Prevention of optic nerve regeneration in the frog Hyla moorei transiently delays the death of some ganglion cells.

We have previously reported that a proportion of ganglion cells die during optic nerve regeneration in the adult frog Hyla moorei (Humphrey and Beazley, '85). Here we assess the effect of preventing optic nerve regeneration on this cell loss. The optic nerve was crushed unilaterally and regeneration was allowed to progress unimpeded in one experimental series but was prevented by ligating or capping the nerve in another. We estimated total cell numbers in the ganglion cell layer from cresyl-stained wholemounts, comparing each experimental retina with its unoperated partner. At 70-78 days postcrush, mean cell numbers had fallen by 31.5% for frogs with unimpeded regeneration (N = 9), a significantly greater reduction than the 21.5% (N = 8) loss for the impeded regeneration series (p less than 0.001).
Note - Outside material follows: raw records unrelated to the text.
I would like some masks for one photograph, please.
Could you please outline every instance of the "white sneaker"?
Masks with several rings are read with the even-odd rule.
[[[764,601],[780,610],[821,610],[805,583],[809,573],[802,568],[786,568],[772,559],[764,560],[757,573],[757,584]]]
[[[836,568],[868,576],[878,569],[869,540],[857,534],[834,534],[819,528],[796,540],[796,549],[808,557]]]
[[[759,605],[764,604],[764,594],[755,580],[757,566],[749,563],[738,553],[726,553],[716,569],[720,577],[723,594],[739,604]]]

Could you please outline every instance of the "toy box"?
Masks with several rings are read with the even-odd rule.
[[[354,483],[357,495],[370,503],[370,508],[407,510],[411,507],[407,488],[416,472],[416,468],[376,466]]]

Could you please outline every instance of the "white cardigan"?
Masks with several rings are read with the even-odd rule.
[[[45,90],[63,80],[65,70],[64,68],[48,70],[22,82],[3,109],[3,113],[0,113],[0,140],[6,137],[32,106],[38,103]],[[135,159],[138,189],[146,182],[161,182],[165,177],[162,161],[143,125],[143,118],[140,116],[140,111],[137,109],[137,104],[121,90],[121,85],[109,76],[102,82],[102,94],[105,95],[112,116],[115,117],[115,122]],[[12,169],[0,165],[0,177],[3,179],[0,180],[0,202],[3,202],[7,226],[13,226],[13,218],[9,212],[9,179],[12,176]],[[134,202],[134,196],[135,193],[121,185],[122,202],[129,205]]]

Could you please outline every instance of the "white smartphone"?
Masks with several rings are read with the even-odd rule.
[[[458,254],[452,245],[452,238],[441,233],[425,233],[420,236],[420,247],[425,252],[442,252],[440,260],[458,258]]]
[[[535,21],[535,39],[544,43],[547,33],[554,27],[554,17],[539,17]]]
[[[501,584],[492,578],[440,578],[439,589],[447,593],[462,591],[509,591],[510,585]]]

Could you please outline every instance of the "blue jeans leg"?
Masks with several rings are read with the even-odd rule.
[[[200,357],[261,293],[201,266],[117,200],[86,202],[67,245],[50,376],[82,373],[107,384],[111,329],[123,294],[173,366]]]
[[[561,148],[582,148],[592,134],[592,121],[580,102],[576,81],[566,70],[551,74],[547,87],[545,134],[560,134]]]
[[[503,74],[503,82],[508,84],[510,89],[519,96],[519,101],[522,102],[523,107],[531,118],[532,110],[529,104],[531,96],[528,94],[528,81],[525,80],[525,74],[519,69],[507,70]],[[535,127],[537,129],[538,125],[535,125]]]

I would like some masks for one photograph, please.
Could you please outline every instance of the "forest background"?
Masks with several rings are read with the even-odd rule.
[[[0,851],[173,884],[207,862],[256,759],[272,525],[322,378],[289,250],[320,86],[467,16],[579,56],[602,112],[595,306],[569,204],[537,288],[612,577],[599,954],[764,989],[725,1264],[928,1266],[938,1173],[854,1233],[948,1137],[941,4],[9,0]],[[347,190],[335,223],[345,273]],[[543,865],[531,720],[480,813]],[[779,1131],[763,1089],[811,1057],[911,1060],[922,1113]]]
Thereafter, cell numbers were stable for frogs with unimpeded regeneration. Cell death continued in the series with impeded regeneration, and losses exceeded those of frogs with unimpeded regeneration from 110 days postcrush. When regeneration was impeded, ganglion cell somas underwent an intense cell soma reaction and became arranged in rows radiating from the optic nerve head. Our findings indicate that some ganglion cells are transiently spared when regeneration of their axons is prevented. The abnormally extensive contacts formed between somas may delay ganglion cell loss. However, the eventual death of most ganglion cells shows them to be target-independent in the long term.